Com a tour Sin Cantar Ni Afinar, a música de Tangana ganha uma dimensão de grandiosidade que nenhum outro concerto do Super Bock Super Rock teve até agora, e, muito dificilmente terá até ao fim deste festival. O público entregou-se a 100% e foi um concerto memorável. Tudo pareceu um autêntico videoclipe pensado ao pormenor. C. Tangana provou ser tudo aquilo que é nas plataformas de streaming e muito mais.

Nathy Peluso foi a artista que teve a função de aquecer o público para C. Tangana, e, curiosamente, colaboraram em Ateo. A expectativa era que ouvíssemos pelo menos uma versão de Ateo com os dois, mas a verdade é que tivemos direito a duas versões: uma em cada concerto e bastante diferentes.

Chega a hora do concerto e aparece uma cortina em palco. Por detrás da cortina, em pose de super-mulher, aparece Natalia Peluso. Nathy tem uma performance ardente e acompanhada por uma belíssima banda. O público nas primeiras filas fica entusiasmado com cada música trazida pela argentina-espanhola. O único ponto negativo a destacar é mesmo a qualidade do som – Nathy foi atraiçoada pela acústica do Altice Arena.

Acompanhada por uma grande banda e com muita dança pelo meio, Nathy passou pelos maiores hits como Mafiosa, Nathy Peluso: Bzrp Music Sessions, Vol. 36, também conhecida por Nasty Girl, e Buenos Aires. Fechou um belo concerto e deixou o público com água na boca para o que se seguia.

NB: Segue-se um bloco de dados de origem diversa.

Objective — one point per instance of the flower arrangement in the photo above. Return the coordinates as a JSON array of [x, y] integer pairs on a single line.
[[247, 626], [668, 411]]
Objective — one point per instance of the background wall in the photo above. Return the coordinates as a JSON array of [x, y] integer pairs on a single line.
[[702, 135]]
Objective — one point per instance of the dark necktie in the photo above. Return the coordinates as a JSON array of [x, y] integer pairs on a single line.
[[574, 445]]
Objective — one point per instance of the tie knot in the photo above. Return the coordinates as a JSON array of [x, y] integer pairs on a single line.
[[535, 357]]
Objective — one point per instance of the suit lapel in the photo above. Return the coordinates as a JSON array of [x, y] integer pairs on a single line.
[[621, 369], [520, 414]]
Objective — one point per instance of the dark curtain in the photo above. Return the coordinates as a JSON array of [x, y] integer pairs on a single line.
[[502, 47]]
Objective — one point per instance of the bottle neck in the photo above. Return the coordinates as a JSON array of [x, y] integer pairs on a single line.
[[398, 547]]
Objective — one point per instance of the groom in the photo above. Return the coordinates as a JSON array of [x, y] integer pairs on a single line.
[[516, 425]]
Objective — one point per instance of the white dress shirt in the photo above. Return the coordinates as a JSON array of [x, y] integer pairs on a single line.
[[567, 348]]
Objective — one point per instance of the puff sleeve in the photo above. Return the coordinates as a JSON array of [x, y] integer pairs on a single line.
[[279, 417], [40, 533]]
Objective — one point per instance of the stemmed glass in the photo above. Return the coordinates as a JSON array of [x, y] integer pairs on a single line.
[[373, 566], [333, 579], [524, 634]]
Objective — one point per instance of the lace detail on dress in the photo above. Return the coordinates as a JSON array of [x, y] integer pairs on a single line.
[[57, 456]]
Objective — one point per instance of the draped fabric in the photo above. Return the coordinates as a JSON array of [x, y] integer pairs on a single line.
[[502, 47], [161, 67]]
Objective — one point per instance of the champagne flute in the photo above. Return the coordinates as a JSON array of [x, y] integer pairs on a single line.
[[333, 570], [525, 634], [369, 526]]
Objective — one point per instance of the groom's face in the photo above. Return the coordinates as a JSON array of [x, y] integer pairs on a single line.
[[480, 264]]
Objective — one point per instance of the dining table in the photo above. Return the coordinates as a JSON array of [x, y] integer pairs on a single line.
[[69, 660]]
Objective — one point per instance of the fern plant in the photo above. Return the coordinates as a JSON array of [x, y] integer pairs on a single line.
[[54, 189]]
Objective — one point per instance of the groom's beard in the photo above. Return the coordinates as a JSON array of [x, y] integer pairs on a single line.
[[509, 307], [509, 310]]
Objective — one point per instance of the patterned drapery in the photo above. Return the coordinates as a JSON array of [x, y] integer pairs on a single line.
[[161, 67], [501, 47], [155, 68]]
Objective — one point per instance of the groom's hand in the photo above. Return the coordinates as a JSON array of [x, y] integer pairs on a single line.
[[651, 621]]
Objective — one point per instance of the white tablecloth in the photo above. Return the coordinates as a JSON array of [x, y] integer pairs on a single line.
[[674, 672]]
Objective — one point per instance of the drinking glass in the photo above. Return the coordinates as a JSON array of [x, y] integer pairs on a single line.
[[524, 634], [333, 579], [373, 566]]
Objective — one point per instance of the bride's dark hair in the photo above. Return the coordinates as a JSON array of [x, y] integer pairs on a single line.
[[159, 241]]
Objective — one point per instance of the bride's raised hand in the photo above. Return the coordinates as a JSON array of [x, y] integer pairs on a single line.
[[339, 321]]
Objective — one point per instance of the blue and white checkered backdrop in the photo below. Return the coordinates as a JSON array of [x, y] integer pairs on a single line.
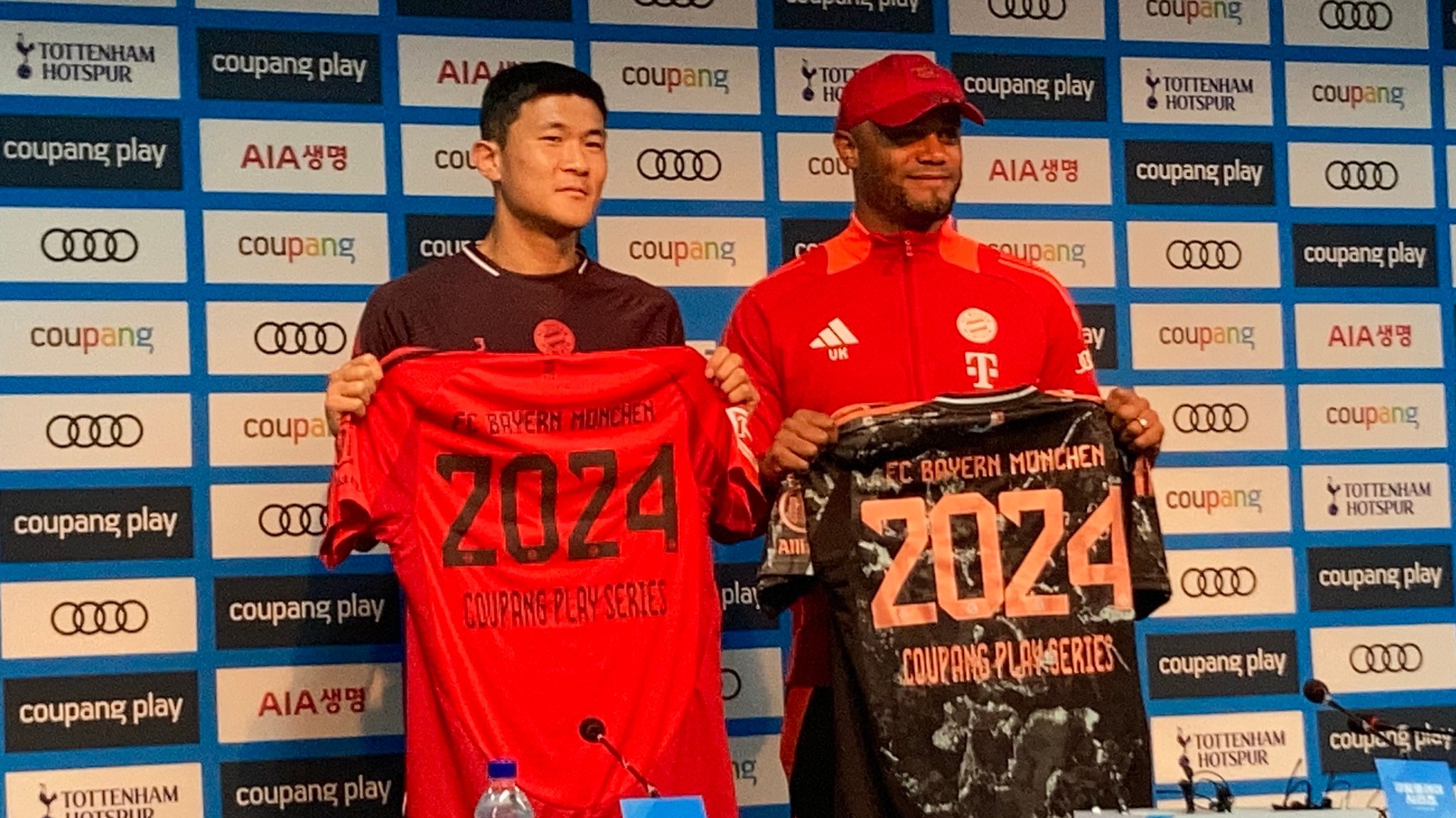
[[1248, 200]]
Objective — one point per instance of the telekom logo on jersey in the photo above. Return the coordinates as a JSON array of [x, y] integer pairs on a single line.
[[975, 325]]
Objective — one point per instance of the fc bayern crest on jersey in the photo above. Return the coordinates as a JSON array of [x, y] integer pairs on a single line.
[[976, 325], [555, 338]]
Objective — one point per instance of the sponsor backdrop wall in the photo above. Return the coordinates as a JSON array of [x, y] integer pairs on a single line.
[[1248, 200]]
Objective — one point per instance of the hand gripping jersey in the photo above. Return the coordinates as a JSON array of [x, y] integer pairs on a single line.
[[550, 522], [985, 559]]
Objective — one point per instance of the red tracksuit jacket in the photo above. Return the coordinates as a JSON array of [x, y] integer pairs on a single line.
[[869, 318]]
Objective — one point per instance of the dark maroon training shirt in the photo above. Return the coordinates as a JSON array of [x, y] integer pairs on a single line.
[[468, 301]]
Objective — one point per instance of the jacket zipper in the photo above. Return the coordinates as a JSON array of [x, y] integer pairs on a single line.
[[911, 323]]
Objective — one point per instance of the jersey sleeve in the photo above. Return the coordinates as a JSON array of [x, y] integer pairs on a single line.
[[747, 334], [365, 504], [670, 323], [1147, 559], [739, 508], [1069, 361], [378, 332]]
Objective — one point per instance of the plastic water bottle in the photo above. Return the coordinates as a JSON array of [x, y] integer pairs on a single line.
[[503, 798]]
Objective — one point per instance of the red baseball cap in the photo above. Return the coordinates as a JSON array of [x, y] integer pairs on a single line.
[[897, 89]]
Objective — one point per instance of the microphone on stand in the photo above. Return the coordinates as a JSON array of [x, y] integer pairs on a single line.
[[593, 731], [1318, 691]]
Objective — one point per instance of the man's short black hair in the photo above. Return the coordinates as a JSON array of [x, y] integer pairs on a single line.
[[525, 82]]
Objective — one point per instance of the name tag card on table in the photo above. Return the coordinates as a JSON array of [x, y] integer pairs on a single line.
[[1417, 790], [680, 807]]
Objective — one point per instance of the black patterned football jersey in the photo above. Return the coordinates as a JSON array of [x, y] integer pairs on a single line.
[[985, 559]]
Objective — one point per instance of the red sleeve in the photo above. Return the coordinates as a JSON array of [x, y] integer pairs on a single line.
[[1069, 361], [747, 334], [739, 511], [365, 502]]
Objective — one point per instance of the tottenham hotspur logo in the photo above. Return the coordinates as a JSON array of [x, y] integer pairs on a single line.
[[808, 80], [47, 798], [23, 72]]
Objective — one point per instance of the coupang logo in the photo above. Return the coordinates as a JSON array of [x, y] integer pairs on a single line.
[[1354, 97], [294, 430], [1204, 337], [290, 248], [1211, 501], [1369, 416], [673, 79], [1168, 172], [91, 338], [679, 251], [1190, 11]]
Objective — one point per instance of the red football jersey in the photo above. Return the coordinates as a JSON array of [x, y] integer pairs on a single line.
[[869, 318], [550, 522]]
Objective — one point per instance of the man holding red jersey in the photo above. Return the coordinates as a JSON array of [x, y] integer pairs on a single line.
[[897, 308], [528, 286]]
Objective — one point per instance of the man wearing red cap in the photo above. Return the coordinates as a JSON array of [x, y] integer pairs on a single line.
[[897, 308]]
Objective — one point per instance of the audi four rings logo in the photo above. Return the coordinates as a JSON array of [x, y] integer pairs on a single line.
[[293, 520], [1219, 581], [1386, 658], [62, 245], [679, 165], [1346, 15], [89, 619], [94, 431], [1204, 255], [1028, 9], [1210, 418], [308, 338], [1361, 175]]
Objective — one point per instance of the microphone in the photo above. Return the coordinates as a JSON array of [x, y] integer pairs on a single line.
[[593, 731], [1318, 691]]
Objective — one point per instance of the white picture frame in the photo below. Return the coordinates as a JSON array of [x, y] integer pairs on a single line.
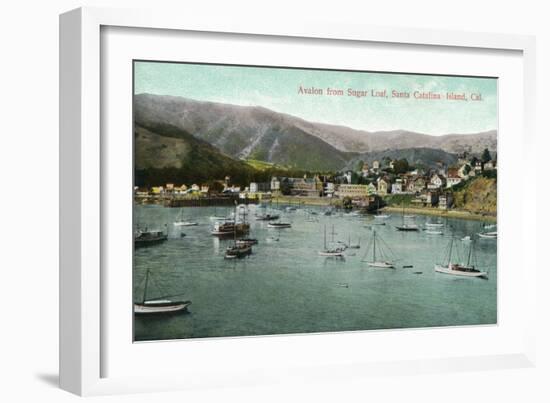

O cabeça de cartaz foi DaBaby, e (infelizmente) o concerto foi tudo aquilo que se esperava do artista polémico. Se já se estava à espera de um atraso, não se estava à espera de um atraso de 45 minutos. Durante esses 45 minutos, o concerto ficou entregue a um DJ que estava ali a fazer tempo, para que DaBaby chegasse. Muitos temiam que DaBaby não chegasse sequer a atuar na Altice Arena.

Assim que sobe a palco, após expulsar do fosso todos os fotógrafos, pede moshpits e canta a tão conhecida Rockstar. A verdade é que DaBaby não acrescenta muito à sua música em concerto. Acaba por ir para o meio do público, mas tudo fica a saber a muito pouco. É um espetáculo muito genérico e pouco cuidado. Foram muitos os que saíram da Arena, mas os que ficaram continuaram a reagir efusivamente ao concerto do rapper americano.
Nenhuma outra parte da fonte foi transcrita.